The default “small” encoder–decoder model consisted of three layers with four attention heads per layer, a hidden dimension of 128, a feed-forward dimension of 512, and a dropout rate of 0.05. It accepted an input sequence of ninety-six 30 min time steps and produced a forecast horizon of thirty-two 30 min time steps.
To evaluate robustness and generalisation, a variety of architectural variants were tested, including tiny, small, medium, and large transformer models, as well as encoder-only and decoder-only configurations. A summary of these variants and their hyperparameters is provided in
Table 2 and shown in
Figure 4.
A generic two-layer Long Short-Term Memory (LSTM), a Patch Time Series Transformer (PatchTST) [
43], a TimesFM [
44], and a Temporal Fusion Transformer (TFT) [
45], were included for comparison. These models were chosen since they were modern state-of-the-art hybrids of each kind of transformer. TimesFM is a decoder-only model, PatchTST is encoder-only, and TFT contains both encoders and decoders. Each of the architectures is shown in
Figure 5.
A simple two-layer LSTM provides a strong baseline for short-term RRP forecasting because it captures sequential dependencies in load, price, and weather while remaining computationally lightweight. The first LSTM layer learns short-term patterns, such as daily patterns, while the second layer captures longer term patterns including weekly and seasonal changes. LSTMs are the currently established way of solving these types of time-series problems [
11,
12].
The TFT architecture combines LSTM encoders with multi-head attention and explicit variable-selection layers, making it well-suited to RRP forecasting, where both past conditions and future covariates, such as predispatch forecasts, weather projections, and outages, influence price formation. Its LSTM layers learn local patterns, and its attention mechanisms help identify which drivers matter at longer horizons, giving good interpretability and often strong performance when diverse feature sets are available. The traditional quantile output head has been replaced with a single dense output head since we are making point-price predictions.

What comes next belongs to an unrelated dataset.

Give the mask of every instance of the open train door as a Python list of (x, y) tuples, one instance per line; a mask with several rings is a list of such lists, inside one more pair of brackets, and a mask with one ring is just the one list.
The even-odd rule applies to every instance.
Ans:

TimesFM applies a pretrained large-scale foundation model with self-attention encoders and a dedicated forecast head, allowing it to extract generalisable temporal patterns from NEM data. Its ability to transfer patterns learned from massive global time-series corpora makes it effective for medium-horizon RRP prediction, where structural noise, demand cycles, and renewable variability dominate. It is used in zero-shot mode, without any fine-tuning, where it can generate accurate multi-step forecasts by conditioning only on the input sequence and forecast horizon, making it highly adaptable to unseen time series with minimal task-specific configuration. However, it has the potential for improvement with fine-tuning.
PatchTST excels in RRP forecasting by processing inputs as overlapping temporal patches, allowing the model to focus on localised variations, such as ramp events, solar troughs, wind lulls, and rebidding episodes, while efficiently capturing long-range structure through attention. Its channel-independent design, in which each feature is viewed in its own channel, cleanly handles multivariate NEM inputs and often improves robustness, particularly when the target series exhibits nonlinear seasonality or regime changes.